As people from the United States set their clocks one hour forward for Daylight Savings Time, let’s look at why the U.S. implemented this and what students and staff think.



Daylight Savings Time starts this Sunday, March 8.

By Caroline Ortiz, Staff Writer

Every year around spring and summer, we set our clocks one hour forward. 

To many, this is called daylight savings (DST), but it may also be called “summer time” in other places around the world. By participating in daylight savings, over 70 countries including Europe and North America give an extra hour of sunlight during the evening. 

When fall rolls back around, however, the clocks set back an hour again losing an hour.

During fall and winter, the sun goes down earlier than we’re used to. 

During spring and summer the sun goes down later so that we have “more time” for our outdoor activities.
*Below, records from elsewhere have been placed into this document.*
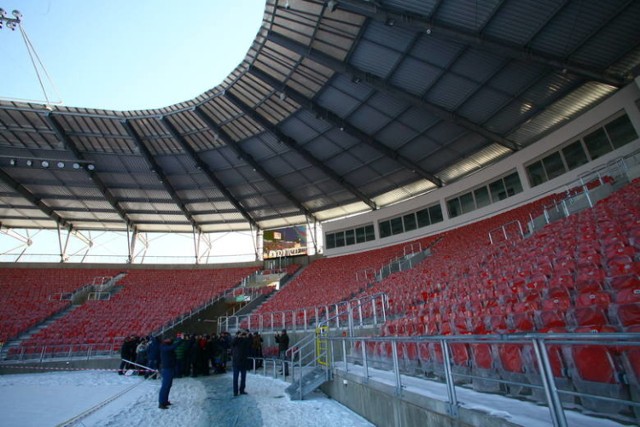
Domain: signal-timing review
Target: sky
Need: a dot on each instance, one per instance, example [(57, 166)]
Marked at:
[(123, 54), (111, 400)]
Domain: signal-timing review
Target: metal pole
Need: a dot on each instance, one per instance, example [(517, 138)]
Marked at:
[(396, 367), (550, 390), (451, 388), (365, 362), (344, 355)]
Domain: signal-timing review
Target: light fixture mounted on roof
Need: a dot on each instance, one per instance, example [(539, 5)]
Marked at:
[(18, 161), (11, 23)]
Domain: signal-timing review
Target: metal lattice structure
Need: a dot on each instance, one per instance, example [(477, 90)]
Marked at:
[(339, 107)]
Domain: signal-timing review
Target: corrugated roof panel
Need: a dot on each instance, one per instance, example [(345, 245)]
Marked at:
[(324, 148), (342, 211), (469, 15), (573, 25), (419, 148), (337, 101), (420, 7), (451, 91), (415, 76), (405, 192), (484, 104), (477, 65), (392, 106), (418, 119), (398, 40), (517, 22), (482, 158), (395, 134), (369, 120), (561, 111), (375, 59), (613, 39)]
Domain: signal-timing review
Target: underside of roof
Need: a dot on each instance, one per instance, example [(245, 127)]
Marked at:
[(339, 107)]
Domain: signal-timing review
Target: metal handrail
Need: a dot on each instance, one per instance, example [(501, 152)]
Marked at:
[(538, 341), (312, 316)]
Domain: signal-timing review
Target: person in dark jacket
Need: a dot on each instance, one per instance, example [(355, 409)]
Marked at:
[(240, 349), (168, 368), (283, 345), (153, 354)]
The purpose for the change is so that we’re able to make better use of daylight.

Henry Mejia, a sophomore at Van Nuys, said,”I like daylight savings because it gives an extra hour of sleep, and I love sleeping.  My soccer games are also right around sunset which isn’t that late during the winter so it helps me get tired and sleep earlier.”

One of our school’s Security guards, Joe Avila, said,” We should just keep the days longer because we can benefit from the sunlight. We’d be able to save and conserve energy. This energy would benefit farms and the crops.”

This time change will allow for that extra hour of sleep to stay in bed.

The idea initially came from Benjamin Franklin’s essay called “An Economical Project” then the idea was put forth by William Willet in an effort to conserve fuel to produce energy.

The idea was not used regularly until more than a century later.

It was officially adopted in multiple countries in 1916, such as Belgium, France, and London.

Although the practice of this time change was inconsistent when it was established, the standardization was continually encouraged by transportation industries.

Daylight savings has been regulated in the U.S. since World War 1.

There are a few states that don’t participate and would rather stay on standard time year round like Arizona and Hawaii. 

President George W. Bush decided that he’d extend DST by four more weeks. This decision was taken into effect in 2007. 

Since President Bush’s decision, we haven’t made any changes to our yearly routine. It is known as the “March-November system”

Some states like California and Florida are looking to apply DST yearly instead of the system we’ve been using since 2007. 

This year, 2020, we will set our clocks forward on March 8th and set them back again on November first, losing one hour of sleep

Whether daylight savings actually helps preserve electricity or not is widely debated throughout the world. No one is sure that this is the most efficient way to conserve electricity use either. 

A freshman gives his opinion on the upcoming time change and he says,”I think daylight savings saves a lot of our energy we could’ve used in the winter for the summer and I think that it really isn’t a problem to others rather than it might cause less sleep, but only by an hour so it isn’t that bad.”